A significant number of people who have a refractive error don’t only rely on glasses to see. Many people wear contact lenses occasionally or regularly as an alternative to glasses.
Contact lenses can be challenging to adjust to, but after getting used to them, many find that they’re more convenient and comfortable than glasses. However, contact lenses aren’t for everyone.
For some people, wearing contact lenses can be uncomfortable or not recommended. Keep reading to learn more about contacts lenses, including how they work and who can get them!
How Do Contact Lenses Work?
Contact lenses are lenses that work much like glasses. Like the lenses housed in glasses, contact lenses are designed to correct refractive errors, including nearsightedness, farsightedness, and astigmatism.
These lenses change the way light bends before it passes through your eye, compensating for the irregularities in the shape of the cornea or the length of the eye that cause refractive errors. Contact lenses, unlike lenses in a pair of glasses, sit directly on your eye.
There are also different kinds of contact lenses. Some are hard or rigid, and some are soft.
Soft lenses are usually best for sensitive eyes as they’re generally more comfortable and more common. However, if you have severe astigmatism or other corneal conditions, hard contact lenses may give you the best vision, as soft lenses have a more limited ability to correct your vision.
There are also contacts designed for daily wear and some designed for extended wear. Extended-wear glasses don’t need to be changed out every night and morning, but wearing them continuously will slightly increase your chance of eye infection.

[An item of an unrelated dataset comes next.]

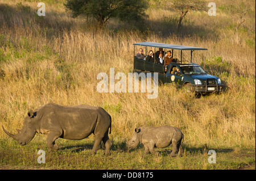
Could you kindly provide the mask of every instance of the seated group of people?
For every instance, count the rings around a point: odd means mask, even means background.
[[[152,50],[150,50],[148,52],[148,54],[146,56],[142,52],[142,48],[140,48],[139,50],[139,52],[138,52],[137,54],[137,58],[143,60],[145,60],[145,60],[154,63],[155,61],[155,63],[161,65],[164,64],[164,59],[165,58],[165,65],[168,65],[170,63],[174,62],[174,58],[171,56],[171,51],[167,51],[167,53],[165,54],[164,51],[163,50],[163,48],[159,48],[159,50],[155,52],[155,54],[154,53],[154,52]]]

There are many different kinds of contact lenses to choose from, and if you’re a suitable candidate for contacts, your eye doctor will help you find the best kind to suit your needs. However, you should be aware that not everyone is a good candidate for contact lenses.
Who Shouldn’t Wear Contact Lenses
Most people with a refractive error can wear contact lenses. But some factors may make it unsafe to wear contact lenses.
In general, you shouldn’t wear contact lenses if any of the following applies:
You’ve Had Repeated Eye Infections
Contact lens use increases eye infection risk, even if you only wear daily contact lenses. If you’re already prone to eye infections, contact lenses can increase your risk further.
It may not be the best to use contact lenses if you often get eye infections.
You Suffer From Severe Allergic Reactions
Contact lens use often causes more severe allergic reactions because allergens, especially pollen, can get in your eyes more easily when you’re wearing contacts. This is because you’re more likely to touch your eyes more frequently and because allergens can stick to your contact lenses and get stuck under them.
So, for this reason, your eye doctor may not recommend contact lenses if you have strong allergies.
You Have Problems Keeping Your Eyes Lubricated
Contact lenses naturally dry out your eyes, so you may need a lot of extra moisture when wearing them. This is also why it’s important to keep your contact lens stored properly in contact lens solution whenever you put your contact lenses in.
If you already have dry eyes, storing your contact lens in solution may not be enough to keep your eyes lubricated. If your eyes aren’t getting enough moisture, there can be serious visual complications, so you shouldn’t wear contact lenses if your eyes are already dry.
Your eye doctor will advise you on whether or not contact lenses may be a good option for you based on the health of your cornea.
You’re Exposed to Large Amounts of Dust, Dirt, or Smoke
Dust, dirt, smoke, and contact lenses don’t mix. These particles can get stuck in or under your contacts.
This can dry your eyes out and even cause corneal abrasions that can lead to infection. If you work in an environment that exposes you to many particles, like construction sites, wearing contact lenses can be dangerous, sometimes even with protective eyewear.
You Have a Specific Vision Problem That Would Make Wearing Contacts Difficult
You may have an eye condition that makes it impossible to wear contact lenses. It’s also possible that you may just need specialty contact lenses.
For instance, if you have an irregularly shaped cornea due to a condition like keratoconus, you may need a lens called a scleral lens. However, if your cornea is too thin or irregular due to keratoconus, even a scleral lens may not fit.
Your eye doctor will be able to tell you if any of your pre-existing vision problems will make wearing contact lenses difficult.
What if I Can’t Wear Contact Lenses?
If you’re someone who can’t wear contact lenses or simply doesn’t like wearing contact lenses, there’s another alternative besides glasses: vision correction surgery. LASIK and other vision correction procedures can give you total freedom from glasses and contacts.